When we talk about open government or transparency, there’s an assumption the goal is to change the behavior of various actors inside government.  This is true, but transparency on a granular, day-to-day level, has an aspect that is much less discussed: the opportunity to change the perspective of citizens as well.  It’s a chance to build trust, and to help citizens see their individual needs as part of a whole, in the context of a larger society.  Let me explain what I mean by talking about some of the web applications we’d like to build through Code for America.

Today, in most American cities, when you report something that needs to be fixed (say, for instance, a pothole), your request essentially disappears into the machinery of the city administration.  If you’re lucky, when the problem is fixed, there may be a message telling you so (or at least telling you that the city thinks its fixed, because sometimes the information you gave about the problem wasn’t specific enough for the city to know exactly WHICH pothole you meant).  But in between, your request is invisible to you.  The machinery itself is opaque, and obscures the path your request follows as it is routed to the correct department, prioritized, and eventually fixed.  Thus the term transparency; we’re talking about a view into the process.  At Code for America, we envision applications that allow you to see the status of your request at any given time, the same way you can track your Fedex package online in real time.  You should be able to see not only which part of the machinery currently holds your request, but the other requests competing with yours for the scarce resources to fix them.

This transparency makes it possible to track how well the city is keeping up with requests, their performance over time, which neighborhoods are getting help first, etc.  This is a good thing.  But when you see the other requests in the queue and realize that your issue is one of thousands in your community, it’s not just the government who becomes accountable; you start to be held accountable as a citizen as well. At the very least, it can shift your perspective.  It’s easy to complain that a broken light on your street hasn’t been fixed; if you could see a list of all the lights that weren’t fixed in your city, and see that a dozen people had complained that there had been a spike in crime under another broken light in another part of town and that people were really suffering because of it, you might you think to yourself “hey, it’s more important to fix that light than my own.”  This is a moment of citizenship, when the needs of the larger group take precedence over the individual’s needs. It’s also a moment of citizenship if you say to yourself, “hey, the city should know that that light should be their top priority; I wonder if I could help write the software that detects the highest needs.” But whether you’re seeing your place in the larger community or actually trying to help fix the problem, neither is possible if the machinery is opaque.  Governments may be afraid (though fewer and fewer are) to expose the inner workings and the laundry list of outstanding issues, but when they protect their constituents from that knowledge they are also discouraging them from practicing citizenship.

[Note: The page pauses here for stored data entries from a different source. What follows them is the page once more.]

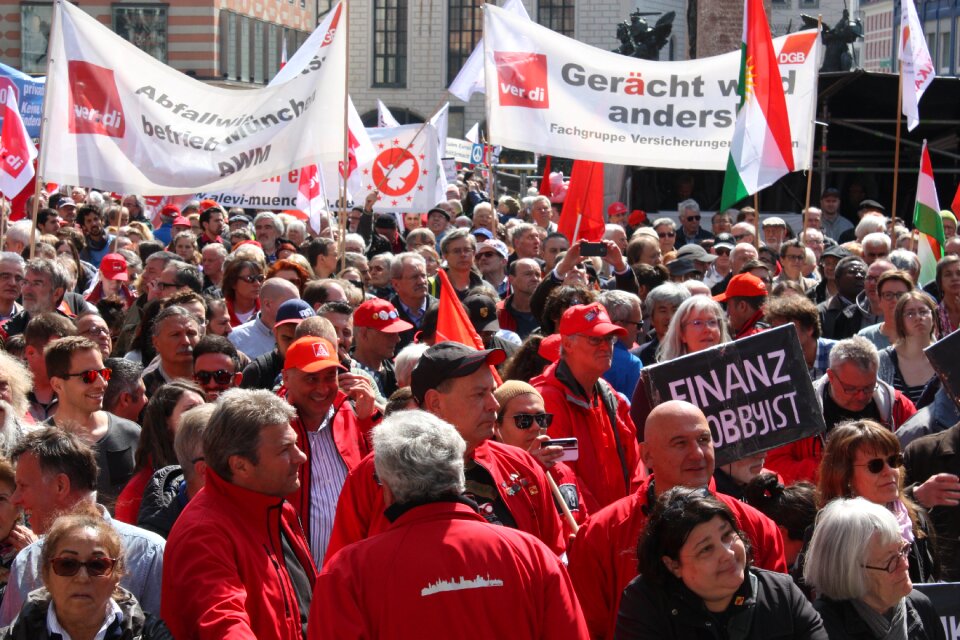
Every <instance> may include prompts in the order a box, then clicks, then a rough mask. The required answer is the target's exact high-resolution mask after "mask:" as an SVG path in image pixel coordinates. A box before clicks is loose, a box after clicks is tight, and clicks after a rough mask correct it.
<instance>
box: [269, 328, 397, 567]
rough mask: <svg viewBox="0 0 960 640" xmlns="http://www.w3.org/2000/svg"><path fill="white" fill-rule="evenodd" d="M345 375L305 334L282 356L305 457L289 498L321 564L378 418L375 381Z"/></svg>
mask: <svg viewBox="0 0 960 640" xmlns="http://www.w3.org/2000/svg"><path fill="white" fill-rule="evenodd" d="M345 371H346V368H345V367H344V366H343V365H341V364H340V359H339V357H338V356H337V349H336V347H335V346H334V345H333V344H331V343H330V342H328V341H327V340H325V339H324V338H317V337H313V336H304V337H302V338H300V339H298V340H297V341H296V342H294V343H293V344H292V345H290V347H289V348H288V349H287V353H286V356H285V358H284V365H283V384H284V387H285V388H286V390H287V394H286V399H287V402H289V403H290V404H292V405H293V407H294V408H295V409H296V410H297V417H296V418H294V419H293V421H291V423H290V426H292V427H293V429H294V431H296V432H297V447H298V448H299V449H300V450H301V451H303V452H304V453H305V454H306V455H307V463H306V464H304V465H301V467H300V471H299V476H300V486H299V487H297V490H296V491H294V492H293V493H291V494H290V495H288V496H287V500H289V501H290V502H291V503H292V504H293V506H294V508H295V509H296V510H297V515H298V516H300V521H301V522H302V523H303V529H304V532H305V534H306V537H307V541H308V542H309V543H310V550H311V551H312V552H313V559H314V562H315V563H316V564H317V566H320V564H321V563H322V562H323V556H324V554H325V553H326V552H327V543H328V542H329V540H330V529H332V528H333V518H334V515H335V514H336V511H337V500H338V499H339V498H340V489H341V488H342V487H343V481H344V480H346V478H347V473H349V472H350V471H351V470H352V469H355V468H356V467H357V465H359V464H360V461H361V460H363V457H364V456H365V455H367V454H368V453H370V447H369V446H368V445H367V436H368V434H369V432H370V429H371V428H372V427H373V425H374V424H375V423H376V421H377V420H378V419H379V417H380V413H379V411H378V410H377V407H376V404H375V398H374V394H373V385H372V384H371V382H370V381H369V380H368V379H366V378H364V377H362V376H357V375H353V374H350V373H344V372H345Z"/></svg>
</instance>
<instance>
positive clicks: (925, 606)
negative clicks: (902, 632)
mask: <svg viewBox="0 0 960 640" xmlns="http://www.w3.org/2000/svg"><path fill="white" fill-rule="evenodd" d="M813 606H814V608H815V609H816V610H817V611H819V612H820V617H821V618H823V626H824V628H826V630H827V634H828V635H829V637H830V640H875V638H876V636H874V634H873V633H872V632H871V631H870V628H869V627H868V626H867V624H866V623H865V622H864V621H863V619H862V618H861V617H860V614H858V613H857V610H856V609H854V608H853V605H852V604H851V603H850V601H849V600H831V599H829V598H824V597H823V596H820V597H819V598H817V600H816V602H814V603H813ZM945 638H946V636H945V635H944V633H943V625H942V624H940V617H939V616H938V615H937V612H936V611H934V609H933V605H932V604H930V600H929V599H928V598H927V596H925V595H923V594H922V593H920V592H919V591H917V590H916V589H914V590H913V591H911V592H910V594H909V595H908V596H907V640H945Z"/></svg>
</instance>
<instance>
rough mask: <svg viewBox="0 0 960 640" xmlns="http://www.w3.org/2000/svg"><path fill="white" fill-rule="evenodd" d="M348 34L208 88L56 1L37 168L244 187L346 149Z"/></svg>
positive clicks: (113, 175) (164, 190) (124, 179)
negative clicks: (279, 81) (234, 88)
mask: <svg viewBox="0 0 960 640" xmlns="http://www.w3.org/2000/svg"><path fill="white" fill-rule="evenodd" d="M345 55H346V51H345V46H344V38H343V37H342V36H339V37H334V39H333V42H332V43H330V45H329V46H328V47H327V51H326V59H325V60H324V62H323V64H322V65H317V66H316V67H309V68H307V69H305V70H304V71H303V72H302V73H301V74H299V75H297V76H296V77H295V78H292V79H291V80H289V81H287V82H284V83H281V84H277V85H271V86H269V87H266V88H262V89H250V90H236V89H225V88H221V87H214V86H211V85H207V84H204V83H202V82H199V81H197V80H194V79H193V78H190V77H188V76H186V75H185V74H182V73H180V72H179V71H176V70H175V69H173V68H171V67H168V66H167V65H165V64H163V63H161V62H159V61H157V60H156V59H154V58H152V57H151V56H150V55H148V54H146V53H144V52H143V51H141V50H140V49H138V48H136V47H135V46H133V45H131V44H130V43H128V42H127V41H125V40H123V39H122V38H120V37H119V36H117V35H116V34H115V33H113V32H112V31H110V30H109V29H107V28H106V27H104V26H103V25H101V24H100V23H99V22H97V21H96V20H95V19H94V18H92V17H91V16H89V15H87V14H86V13H84V12H83V11H82V10H81V9H79V8H78V7H75V6H72V5H70V4H69V3H66V2H57V3H56V17H55V20H54V30H53V33H52V34H51V38H50V56H51V67H50V73H49V76H48V82H47V93H46V100H47V103H46V105H45V116H46V118H47V122H46V124H45V128H44V132H43V133H44V141H45V143H44V144H42V145H41V161H40V170H41V175H42V176H43V178H44V179H45V180H49V181H53V182H60V183H66V184H81V185H86V186H94V187H98V188H102V189H108V190H112V191H120V192H124V193H149V194H154V195H160V194H164V195H172V194H181V193H193V192H196V191H205V190H214V189H225V188H229V187H232V186H236V185H248V184H251V183H255V182H257V181H259V180H262V179H265V178H271V177H274V176H278V175H283V174H286V173H288V172H289V171H293V170H297V169H299V168H300V167H303V166H307V165H310V164H318V163H321V162H336V161H337V160H338V158H339V157H340V156H341V155H342V154H343V120H344V116H343V114H344V110H343V99H342V97H343V94H344V88H345V64H344V56H345Z"/></svg>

Transparency is a policy issue, but the rubber hits the road in software design. (Perhaps this is what Lawrence Lessig means when he says “code is law.”)  The design of the web applications that connect citizens with government matters. It can promote or frustrate transparency; it can promote or frustrate notions of citizenship. It can also make you feel listened to or ignored.  Think about how you feel when you raise an issue and the person responsible uses active listening to play back what they’ve heard and confirm that they’ve heard it correctly.  Contrast that with curt “okay, thank you, we’ve got it now” response.  The latter shuts the door on you, the former tells you that your input is valuable and further input is invited.  Software that plays back your input to you, and then invites you into the process of resolving your issue, helps you feel like a participant or a partner; it gets to the dual nature of citizenship: you have rights and privileges, but you also have duties.  Transparency functions like a form of active listening, and its subtle effects encouraging citizenship are under-appreciated in the dialogue about government accountability.